Alien \(i\) has \(A_i\) stones and will become an adult \(i\) years later.

Alien \(i\) gives each of aliens \(i + 1, i + 2, \ldots, N\) a stone (if he has one) in this order when he becomes an adult.

How many stones will they finally have?

From now on, we consider the rephrased problem.

Prepare a sequence \(C\) of length \(N\) and a sequence \(D\) of length \((N+1)\), initially filled with \(0\). We want \(C_i\) eventually be the total number of stones that alien \(i\) will receive.

Suppose that alien \(i\) will give aliens \(i + 1, i + 2, \ldots, R_i\) after becoming an adult. Here, we want to add \(1\) to \(C_j\) for each \(j = i + 1, i + 2, \ldots, R_i\), but naively doing so costs a total time complexity of \(\Theta(N^2)\).

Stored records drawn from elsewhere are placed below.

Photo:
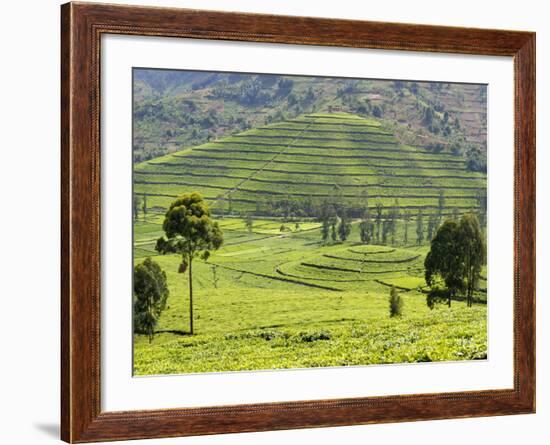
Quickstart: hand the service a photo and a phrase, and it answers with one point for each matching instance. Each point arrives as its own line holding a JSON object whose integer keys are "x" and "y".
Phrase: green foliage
{"x": 344, "y": 227}
{"x": 457, "y": 254}
{"x": 254, "y": 320}
{"x": 249, "y": 223}
{"x": 150, "y": 295}
{"x": 396, "y": 303}
{"x": 135, "y": 206}
{"x": 419, "y": 228}
{"x": 190, "y": 232}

Instead, we use the cumulative sum trick to optimize it. \(D\) serves as a differential sequence of \(C\).

• For each \(i = 1, 2, \ldots, N\), do the following.
  • (If \(i > 1\)) let \(C_i\) be \(C_{i - 1} + D_i\). This determines the number of stones when alien \(i\) becomes an adult, yielding \(R_i\).
  • Add \(D_{i + 1}\) to \(1\) and \(D_{R_i + 1}\) to \(-1\).

This procedure can be done in a total of \(O(N)\) time.

Sample code (0-based indexing)

#include <bits/stdc++.h>
#define rep(i, n) for (int i = 0; i < (n); i++)
using namespace std;

int main() {
	int n;
	cin >> n;
	vector<int> a(n);
	rep(i, n) cin >> a[i];
	vector<int> c(n), d(n + 1);
	rep(i, n) {
		if (i != 0) {
			c[i] = c[i - 1] + d[i];
			a[i] += c[i];
		}
		int cnt = min(n - i - 1, a[i]);
		a[i] -= cnt;
		d[i + 1]++;
		d[min(n, i + cnt + 1)]--;
	}
	rep(i, n) cout << a[i] << " \n"[i == n - 1];
}